California has more wildfire risk than any other state, which has led insurers to reconsider doing business there. Top insurers State Farm and Allstate have stopped issuing new policies in California and the insurers that are left offer such high insurance premiums that some homeowners are opting out of insurance coverage altogether.

As more people lose their homes to climate disasters, insurance companies are refusing to renew policies, offering much higher premiums, and backing out of entire states.

Insurance costs rise in Louisiana

Louisiana is the latest state facing an insurance crisis as damage from hurricanes (2020 and 2021) have led insurers to raise rates or leave the state entirely. Insurance.com reports that Louisiana is facing an extreme insurance availability issue that has many people leaving their homes and shutting down their businesses.
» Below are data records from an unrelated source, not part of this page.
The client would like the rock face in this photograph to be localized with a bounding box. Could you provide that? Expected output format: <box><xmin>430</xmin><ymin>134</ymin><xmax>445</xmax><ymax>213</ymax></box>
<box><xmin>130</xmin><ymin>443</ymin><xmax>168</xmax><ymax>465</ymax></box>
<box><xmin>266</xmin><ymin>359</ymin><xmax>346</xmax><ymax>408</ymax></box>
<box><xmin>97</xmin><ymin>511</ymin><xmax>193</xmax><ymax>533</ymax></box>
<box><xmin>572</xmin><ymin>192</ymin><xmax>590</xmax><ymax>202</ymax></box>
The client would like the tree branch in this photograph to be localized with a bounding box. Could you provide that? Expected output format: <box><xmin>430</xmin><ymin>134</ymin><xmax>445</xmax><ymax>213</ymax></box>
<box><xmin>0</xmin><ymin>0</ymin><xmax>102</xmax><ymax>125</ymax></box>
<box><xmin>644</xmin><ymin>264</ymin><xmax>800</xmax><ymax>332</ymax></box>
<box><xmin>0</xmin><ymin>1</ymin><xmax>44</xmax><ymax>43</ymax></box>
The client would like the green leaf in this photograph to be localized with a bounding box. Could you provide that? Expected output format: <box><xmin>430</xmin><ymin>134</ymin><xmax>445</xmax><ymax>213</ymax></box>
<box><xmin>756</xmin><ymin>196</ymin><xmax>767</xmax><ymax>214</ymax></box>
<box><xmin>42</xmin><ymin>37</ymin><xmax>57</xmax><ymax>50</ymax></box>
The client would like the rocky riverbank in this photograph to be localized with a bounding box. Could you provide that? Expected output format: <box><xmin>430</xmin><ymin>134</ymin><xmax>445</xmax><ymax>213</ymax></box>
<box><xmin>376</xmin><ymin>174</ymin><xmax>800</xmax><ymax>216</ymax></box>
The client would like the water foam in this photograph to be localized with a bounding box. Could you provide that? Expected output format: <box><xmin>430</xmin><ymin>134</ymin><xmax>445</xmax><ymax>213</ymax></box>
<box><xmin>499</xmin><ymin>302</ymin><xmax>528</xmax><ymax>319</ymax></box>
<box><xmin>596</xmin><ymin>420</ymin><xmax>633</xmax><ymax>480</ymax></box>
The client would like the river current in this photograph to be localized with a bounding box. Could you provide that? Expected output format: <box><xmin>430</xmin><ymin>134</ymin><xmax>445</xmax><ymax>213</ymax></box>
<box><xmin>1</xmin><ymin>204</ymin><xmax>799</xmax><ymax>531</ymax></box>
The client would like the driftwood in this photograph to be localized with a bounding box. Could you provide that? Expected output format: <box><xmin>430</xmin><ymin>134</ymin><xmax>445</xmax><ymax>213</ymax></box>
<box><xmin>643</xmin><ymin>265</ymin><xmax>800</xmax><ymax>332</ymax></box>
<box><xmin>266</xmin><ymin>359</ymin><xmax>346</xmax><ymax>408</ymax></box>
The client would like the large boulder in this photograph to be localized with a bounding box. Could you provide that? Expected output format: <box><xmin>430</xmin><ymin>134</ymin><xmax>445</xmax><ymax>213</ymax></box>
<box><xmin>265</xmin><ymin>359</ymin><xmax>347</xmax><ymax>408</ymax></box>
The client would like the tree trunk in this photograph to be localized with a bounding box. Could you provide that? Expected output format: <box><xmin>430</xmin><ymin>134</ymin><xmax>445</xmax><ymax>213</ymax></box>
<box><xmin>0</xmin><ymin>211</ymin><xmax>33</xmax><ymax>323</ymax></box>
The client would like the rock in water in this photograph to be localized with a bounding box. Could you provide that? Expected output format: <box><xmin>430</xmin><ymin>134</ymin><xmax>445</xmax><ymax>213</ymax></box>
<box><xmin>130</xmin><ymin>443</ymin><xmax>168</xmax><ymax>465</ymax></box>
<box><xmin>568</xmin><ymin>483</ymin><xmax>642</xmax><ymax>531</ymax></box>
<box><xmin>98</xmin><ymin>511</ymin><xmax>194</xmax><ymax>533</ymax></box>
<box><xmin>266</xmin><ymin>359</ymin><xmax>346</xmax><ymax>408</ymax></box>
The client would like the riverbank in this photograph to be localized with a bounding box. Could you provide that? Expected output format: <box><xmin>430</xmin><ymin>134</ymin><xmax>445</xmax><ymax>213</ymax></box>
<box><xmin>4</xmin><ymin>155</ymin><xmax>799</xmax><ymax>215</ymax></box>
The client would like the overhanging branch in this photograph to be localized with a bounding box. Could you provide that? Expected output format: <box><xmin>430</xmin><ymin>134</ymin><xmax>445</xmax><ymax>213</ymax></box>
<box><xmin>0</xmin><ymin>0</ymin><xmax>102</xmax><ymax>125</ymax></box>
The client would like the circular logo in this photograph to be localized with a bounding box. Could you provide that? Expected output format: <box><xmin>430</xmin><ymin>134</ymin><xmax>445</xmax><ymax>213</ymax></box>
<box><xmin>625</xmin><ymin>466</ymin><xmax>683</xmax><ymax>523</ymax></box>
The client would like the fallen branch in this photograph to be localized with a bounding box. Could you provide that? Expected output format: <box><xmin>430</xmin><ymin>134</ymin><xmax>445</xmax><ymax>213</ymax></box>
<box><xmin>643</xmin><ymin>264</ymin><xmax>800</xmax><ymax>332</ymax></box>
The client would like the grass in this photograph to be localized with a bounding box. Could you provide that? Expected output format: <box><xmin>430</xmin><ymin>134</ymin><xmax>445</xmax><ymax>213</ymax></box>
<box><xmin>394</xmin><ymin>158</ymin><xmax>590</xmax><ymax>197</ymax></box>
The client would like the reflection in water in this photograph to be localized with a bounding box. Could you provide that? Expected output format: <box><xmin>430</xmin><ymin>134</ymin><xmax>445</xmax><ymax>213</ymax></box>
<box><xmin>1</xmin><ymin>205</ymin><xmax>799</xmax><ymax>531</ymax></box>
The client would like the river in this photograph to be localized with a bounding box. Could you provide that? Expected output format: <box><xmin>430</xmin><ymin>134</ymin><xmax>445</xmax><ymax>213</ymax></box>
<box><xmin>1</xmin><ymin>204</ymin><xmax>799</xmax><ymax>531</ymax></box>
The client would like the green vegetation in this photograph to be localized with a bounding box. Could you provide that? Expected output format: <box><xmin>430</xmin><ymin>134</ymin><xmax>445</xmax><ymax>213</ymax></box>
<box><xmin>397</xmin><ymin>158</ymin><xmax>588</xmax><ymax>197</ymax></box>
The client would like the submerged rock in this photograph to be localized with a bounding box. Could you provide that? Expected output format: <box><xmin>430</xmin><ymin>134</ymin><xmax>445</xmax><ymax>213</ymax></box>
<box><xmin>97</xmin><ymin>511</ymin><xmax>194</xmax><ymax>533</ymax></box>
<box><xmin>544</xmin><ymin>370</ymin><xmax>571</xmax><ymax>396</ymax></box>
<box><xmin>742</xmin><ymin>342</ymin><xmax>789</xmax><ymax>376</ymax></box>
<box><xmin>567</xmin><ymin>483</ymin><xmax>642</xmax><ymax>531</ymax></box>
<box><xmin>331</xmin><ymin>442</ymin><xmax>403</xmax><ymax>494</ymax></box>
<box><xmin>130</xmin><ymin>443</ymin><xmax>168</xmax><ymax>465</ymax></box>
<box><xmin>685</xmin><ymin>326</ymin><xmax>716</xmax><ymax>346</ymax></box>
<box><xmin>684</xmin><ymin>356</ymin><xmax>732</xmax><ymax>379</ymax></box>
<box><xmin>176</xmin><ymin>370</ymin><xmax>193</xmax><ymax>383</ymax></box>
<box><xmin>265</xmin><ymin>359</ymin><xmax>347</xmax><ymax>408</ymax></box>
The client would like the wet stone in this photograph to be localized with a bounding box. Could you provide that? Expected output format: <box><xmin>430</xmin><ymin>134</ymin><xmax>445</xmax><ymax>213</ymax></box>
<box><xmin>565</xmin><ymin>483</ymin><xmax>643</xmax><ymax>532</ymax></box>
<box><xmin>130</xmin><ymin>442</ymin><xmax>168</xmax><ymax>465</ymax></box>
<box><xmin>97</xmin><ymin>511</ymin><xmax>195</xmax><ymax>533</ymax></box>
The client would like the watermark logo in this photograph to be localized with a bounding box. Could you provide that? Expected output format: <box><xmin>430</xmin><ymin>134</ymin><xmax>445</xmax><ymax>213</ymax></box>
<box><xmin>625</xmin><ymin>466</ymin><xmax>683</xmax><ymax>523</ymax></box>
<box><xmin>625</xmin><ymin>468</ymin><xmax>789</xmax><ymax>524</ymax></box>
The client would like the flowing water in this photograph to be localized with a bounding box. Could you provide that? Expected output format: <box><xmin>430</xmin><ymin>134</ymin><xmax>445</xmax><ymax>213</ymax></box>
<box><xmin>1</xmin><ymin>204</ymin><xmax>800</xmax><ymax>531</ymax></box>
Louisiana is now the third-most expensive state for insurance according to Insurify, an insurance comparison website. The average annual premium for Louisiana is $5,353, which is three times the national average homeowners insurance cost.

Car insurance and flood insurance premiums are also rising within the state. Louisiana has the least affordable car insurance rates in the nation, according to the Insurance Research Council.

For Louisiana, Nola.com reports these factors have led to a decreasing population as people pull up stakes and leave the state looking for affordability elsewhere. For others, the city’s poorest, the lack of affordable insurance options makes affording insurance coverage on their homes impossible.

Rates aren’t going to go down anytime soon as more climate crisis weather events keep occurring — in August, wildfires destroyed more than 2,200 structures in Hawaii —and the serious damage to a home or a total loss could leave a homeowner wiped out financially.

The rapidly rising cost of property insurance may soon make it impossible for some homeowners to maintain their homes, Mark Friedlander of the Insurance Information Institute previously told Insider. Homeowners cannot afford to bear these mass increases every year.